State (& Local) Tax Revenue Decline : A Perspective

By Daniel Downs

A new state revenue report by the Tax Foundation came our yesterday. The report entitled “State Revenue Changes from 2008 to 2009” reveals Ohio tax revenues declined 8.7 percent the period assessed. Ohio ranked 28 which amounted to 2/10 of a percent below the national average of 8.9 percent.

Alaska suffered the highest percent of revenue decline at 51.9 percent. The next highest was Arizona at 19.7 percent, followed by California at 15 percent, and then Idaho at 14.1 percent. The state with the highest percent of tax revenue gain was Wyoming at 13.9 percent, followed by North Dakota at 4.3 percent, and then by Oregon at 1.9 percent.

The report also broke out the tax revenue losses by tax category i.e., property tax, individual income tax, corporate income tax, general sales tax, and selective other taxes. Ohio didn’t report property taxes collected. However, the report did show that the greatest loss of tax revenue in Ohio originated from corporate income declines. The percent of corporate income tax revenue decline was 36.6 percent, whereas individual income tax revenue decline only 16.8 percent. Sales tax revenue declined a mere 7.1 percent.

The high level of corporate income tax loss is due to the closing of both large and small businesses throughout the Ohio as a result of the great recession. Both greedy investors and power-mongering politicians must be thanked for the losses.

As mentioned in previous posts, the loss of tax revenues by Ohio government came after consistent increases in tax revenue and increased spending. The report brings this out very clearly in its historical statistics. When those national statistics are added up, the total percent of tax revenue increase was 19.7 percent, that is the total average increase for the nation from 2000 through 2007. The total decline from 2008 through 2009 was 9.2 percent.

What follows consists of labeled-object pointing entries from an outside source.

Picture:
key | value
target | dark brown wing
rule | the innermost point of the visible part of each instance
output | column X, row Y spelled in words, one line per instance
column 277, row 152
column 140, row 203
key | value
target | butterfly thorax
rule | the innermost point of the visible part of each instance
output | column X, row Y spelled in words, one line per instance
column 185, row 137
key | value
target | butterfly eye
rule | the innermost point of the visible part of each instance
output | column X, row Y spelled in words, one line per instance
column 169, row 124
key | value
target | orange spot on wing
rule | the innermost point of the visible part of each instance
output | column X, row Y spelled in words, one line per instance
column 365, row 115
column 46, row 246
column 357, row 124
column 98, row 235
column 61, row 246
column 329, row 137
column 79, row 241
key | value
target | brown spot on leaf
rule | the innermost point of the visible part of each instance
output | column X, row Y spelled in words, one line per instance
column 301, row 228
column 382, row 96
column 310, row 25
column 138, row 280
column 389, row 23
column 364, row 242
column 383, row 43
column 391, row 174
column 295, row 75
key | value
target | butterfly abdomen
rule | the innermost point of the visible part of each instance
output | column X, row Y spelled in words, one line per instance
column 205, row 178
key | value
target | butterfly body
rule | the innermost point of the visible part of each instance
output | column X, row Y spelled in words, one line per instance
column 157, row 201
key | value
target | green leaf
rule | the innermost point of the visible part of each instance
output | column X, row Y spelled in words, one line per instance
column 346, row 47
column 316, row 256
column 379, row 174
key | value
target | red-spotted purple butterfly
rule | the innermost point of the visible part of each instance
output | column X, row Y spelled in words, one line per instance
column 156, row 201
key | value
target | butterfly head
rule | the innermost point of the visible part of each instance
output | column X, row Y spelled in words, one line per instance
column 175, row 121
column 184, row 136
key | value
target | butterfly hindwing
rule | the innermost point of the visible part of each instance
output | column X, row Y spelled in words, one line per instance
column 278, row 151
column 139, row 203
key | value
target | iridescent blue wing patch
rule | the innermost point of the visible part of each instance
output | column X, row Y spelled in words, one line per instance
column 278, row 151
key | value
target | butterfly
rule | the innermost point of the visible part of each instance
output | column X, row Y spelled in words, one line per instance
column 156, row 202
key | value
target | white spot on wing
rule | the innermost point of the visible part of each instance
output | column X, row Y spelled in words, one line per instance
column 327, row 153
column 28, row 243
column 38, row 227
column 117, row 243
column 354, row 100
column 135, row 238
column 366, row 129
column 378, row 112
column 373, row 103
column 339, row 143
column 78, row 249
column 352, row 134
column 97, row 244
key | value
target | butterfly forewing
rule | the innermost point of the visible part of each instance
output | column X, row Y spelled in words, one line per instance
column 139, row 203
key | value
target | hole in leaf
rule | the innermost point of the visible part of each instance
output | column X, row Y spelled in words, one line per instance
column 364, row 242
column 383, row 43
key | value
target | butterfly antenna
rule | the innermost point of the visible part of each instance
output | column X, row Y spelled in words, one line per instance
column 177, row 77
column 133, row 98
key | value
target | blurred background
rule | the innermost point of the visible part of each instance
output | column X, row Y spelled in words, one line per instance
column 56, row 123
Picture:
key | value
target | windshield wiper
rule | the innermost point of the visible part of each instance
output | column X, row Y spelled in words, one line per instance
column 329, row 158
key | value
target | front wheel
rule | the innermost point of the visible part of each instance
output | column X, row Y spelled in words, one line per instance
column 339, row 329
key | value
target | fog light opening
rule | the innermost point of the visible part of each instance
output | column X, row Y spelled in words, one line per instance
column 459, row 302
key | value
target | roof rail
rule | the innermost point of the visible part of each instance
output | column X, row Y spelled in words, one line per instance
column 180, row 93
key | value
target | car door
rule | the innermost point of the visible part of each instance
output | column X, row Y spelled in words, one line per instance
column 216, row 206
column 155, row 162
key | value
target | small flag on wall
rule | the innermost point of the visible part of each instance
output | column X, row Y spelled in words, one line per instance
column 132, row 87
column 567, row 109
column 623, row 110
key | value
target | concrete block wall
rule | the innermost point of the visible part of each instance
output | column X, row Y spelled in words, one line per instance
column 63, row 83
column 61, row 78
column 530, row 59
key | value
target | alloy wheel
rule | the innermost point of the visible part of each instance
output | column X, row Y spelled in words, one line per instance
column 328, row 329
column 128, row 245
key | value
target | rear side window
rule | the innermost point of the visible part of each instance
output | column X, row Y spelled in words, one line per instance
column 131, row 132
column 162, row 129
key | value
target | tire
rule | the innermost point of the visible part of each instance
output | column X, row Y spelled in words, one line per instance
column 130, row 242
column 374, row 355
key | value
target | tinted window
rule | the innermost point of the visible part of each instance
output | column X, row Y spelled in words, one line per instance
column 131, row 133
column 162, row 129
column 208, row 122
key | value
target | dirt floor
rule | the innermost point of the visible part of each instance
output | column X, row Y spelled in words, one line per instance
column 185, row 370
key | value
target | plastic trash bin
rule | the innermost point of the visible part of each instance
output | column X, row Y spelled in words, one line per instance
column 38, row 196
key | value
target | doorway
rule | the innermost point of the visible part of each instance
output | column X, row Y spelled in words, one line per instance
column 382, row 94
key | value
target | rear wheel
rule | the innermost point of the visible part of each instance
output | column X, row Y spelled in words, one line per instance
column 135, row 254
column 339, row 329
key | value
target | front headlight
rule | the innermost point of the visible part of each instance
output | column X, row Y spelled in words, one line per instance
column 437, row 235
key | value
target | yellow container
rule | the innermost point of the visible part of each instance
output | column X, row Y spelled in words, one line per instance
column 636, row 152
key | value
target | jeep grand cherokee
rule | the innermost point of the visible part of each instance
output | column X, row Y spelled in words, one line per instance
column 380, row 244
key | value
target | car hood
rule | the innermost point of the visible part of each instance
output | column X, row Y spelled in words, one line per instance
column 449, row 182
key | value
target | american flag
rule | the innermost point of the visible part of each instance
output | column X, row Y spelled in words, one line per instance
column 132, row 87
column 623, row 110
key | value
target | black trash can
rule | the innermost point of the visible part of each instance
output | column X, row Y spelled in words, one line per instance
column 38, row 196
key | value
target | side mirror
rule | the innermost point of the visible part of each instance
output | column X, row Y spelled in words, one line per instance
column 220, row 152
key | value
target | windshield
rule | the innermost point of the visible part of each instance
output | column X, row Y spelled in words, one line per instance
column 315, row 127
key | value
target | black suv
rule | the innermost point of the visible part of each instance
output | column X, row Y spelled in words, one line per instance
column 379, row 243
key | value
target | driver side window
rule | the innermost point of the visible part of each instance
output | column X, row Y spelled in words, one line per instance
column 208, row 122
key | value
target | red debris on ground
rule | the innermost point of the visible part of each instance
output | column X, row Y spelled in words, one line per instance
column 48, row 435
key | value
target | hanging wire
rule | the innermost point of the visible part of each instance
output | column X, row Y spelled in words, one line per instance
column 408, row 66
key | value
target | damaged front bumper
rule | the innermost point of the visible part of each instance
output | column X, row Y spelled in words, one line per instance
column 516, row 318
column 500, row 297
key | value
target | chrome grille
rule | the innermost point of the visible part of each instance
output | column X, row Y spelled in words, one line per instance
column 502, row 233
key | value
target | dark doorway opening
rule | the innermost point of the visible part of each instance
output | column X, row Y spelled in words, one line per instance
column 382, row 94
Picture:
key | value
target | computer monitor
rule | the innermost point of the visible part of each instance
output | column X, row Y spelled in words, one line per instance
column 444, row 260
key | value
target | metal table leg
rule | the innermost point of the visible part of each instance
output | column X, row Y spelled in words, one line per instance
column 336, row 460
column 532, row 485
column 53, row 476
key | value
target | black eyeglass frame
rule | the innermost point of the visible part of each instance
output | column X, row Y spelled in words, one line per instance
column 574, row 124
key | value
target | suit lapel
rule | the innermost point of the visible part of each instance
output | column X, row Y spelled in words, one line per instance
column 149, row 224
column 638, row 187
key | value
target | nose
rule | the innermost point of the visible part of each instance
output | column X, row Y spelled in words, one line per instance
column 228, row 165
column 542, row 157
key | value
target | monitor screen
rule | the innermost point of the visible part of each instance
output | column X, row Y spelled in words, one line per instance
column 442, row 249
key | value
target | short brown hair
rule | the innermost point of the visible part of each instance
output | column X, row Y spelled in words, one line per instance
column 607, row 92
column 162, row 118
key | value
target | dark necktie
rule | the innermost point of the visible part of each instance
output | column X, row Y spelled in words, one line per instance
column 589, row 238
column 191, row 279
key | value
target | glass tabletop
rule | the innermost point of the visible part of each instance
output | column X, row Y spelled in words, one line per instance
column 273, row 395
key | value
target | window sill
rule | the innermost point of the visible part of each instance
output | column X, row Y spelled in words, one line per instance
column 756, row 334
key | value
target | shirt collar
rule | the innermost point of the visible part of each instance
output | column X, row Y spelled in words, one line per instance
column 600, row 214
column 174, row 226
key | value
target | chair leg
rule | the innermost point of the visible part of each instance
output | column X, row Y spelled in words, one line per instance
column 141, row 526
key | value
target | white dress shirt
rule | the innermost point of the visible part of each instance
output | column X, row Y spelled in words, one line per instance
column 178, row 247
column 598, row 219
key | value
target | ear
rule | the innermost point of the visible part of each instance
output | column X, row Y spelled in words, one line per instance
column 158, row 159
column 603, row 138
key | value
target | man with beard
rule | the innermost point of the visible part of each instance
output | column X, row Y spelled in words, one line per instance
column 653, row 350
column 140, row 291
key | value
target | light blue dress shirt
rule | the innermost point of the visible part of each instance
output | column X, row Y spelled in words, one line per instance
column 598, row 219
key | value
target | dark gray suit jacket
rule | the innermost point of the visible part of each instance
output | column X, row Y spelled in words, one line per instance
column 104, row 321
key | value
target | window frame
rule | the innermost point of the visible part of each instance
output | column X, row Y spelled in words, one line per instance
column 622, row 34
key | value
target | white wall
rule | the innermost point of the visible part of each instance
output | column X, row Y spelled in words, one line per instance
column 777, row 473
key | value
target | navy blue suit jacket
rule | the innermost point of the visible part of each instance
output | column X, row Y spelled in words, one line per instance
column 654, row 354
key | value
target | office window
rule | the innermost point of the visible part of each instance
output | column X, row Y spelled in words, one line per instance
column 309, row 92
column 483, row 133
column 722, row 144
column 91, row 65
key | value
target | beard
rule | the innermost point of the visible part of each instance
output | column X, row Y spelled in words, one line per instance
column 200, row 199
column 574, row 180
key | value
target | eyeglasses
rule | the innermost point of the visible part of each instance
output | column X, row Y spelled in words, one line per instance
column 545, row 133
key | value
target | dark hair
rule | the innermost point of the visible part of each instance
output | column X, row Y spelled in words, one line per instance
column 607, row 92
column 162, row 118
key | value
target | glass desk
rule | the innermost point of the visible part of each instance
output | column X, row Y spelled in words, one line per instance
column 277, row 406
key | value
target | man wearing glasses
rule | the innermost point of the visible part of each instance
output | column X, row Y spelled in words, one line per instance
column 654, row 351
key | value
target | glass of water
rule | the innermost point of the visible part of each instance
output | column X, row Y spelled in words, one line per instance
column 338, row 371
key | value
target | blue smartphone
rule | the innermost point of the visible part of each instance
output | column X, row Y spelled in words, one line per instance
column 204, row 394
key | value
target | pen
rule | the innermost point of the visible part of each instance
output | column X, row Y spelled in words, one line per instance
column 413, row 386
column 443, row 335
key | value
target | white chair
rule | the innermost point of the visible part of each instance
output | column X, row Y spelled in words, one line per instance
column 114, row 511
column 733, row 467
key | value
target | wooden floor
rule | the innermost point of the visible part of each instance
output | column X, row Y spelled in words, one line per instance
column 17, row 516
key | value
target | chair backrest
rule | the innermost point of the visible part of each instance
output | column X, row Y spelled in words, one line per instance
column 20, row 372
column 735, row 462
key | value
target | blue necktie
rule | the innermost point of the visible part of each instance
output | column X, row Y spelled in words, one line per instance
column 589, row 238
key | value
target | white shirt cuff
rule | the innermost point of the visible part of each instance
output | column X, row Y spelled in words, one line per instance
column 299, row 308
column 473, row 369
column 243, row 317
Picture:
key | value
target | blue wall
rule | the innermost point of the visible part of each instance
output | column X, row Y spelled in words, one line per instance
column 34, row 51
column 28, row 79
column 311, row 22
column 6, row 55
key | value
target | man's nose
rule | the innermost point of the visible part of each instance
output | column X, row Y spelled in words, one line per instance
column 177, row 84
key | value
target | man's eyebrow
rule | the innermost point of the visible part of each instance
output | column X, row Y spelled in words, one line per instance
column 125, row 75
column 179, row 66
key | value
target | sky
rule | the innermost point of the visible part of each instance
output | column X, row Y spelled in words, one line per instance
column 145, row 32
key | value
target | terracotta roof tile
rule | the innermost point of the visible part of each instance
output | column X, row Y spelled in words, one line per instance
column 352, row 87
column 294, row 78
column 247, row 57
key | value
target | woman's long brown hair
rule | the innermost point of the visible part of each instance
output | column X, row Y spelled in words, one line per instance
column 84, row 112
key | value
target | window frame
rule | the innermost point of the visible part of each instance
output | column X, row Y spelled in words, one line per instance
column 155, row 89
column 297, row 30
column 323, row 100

The last paragraph of the report puts these above figures in proper perspective:

“Although state tax revenue decreased significantly during fiscal year 2009, the decrease is almost exactly matched by earlier years of major increases. Over the last decade, adjusting for inflation, state tax revenues have increased by 6.1 percent. When controlling for population, tax revenues are down about one percent.”

Like Xenia, many local communities are getting less money from the State because of the decline in tax revenues collected. As the report indicates, the real loss is only about 1 percent. That is why during times such as these taxpayers should not allow government officials to raise taxes to cover short-term fiscal problems is wrong. it is simply wrong to fix short-term financial problems with permanent taxes. The right thing is to assure that public officials practice fiscal and budgetary restraint. If necessary, they can always dip into the million dollar plus reserve fund until the economy actually recovers.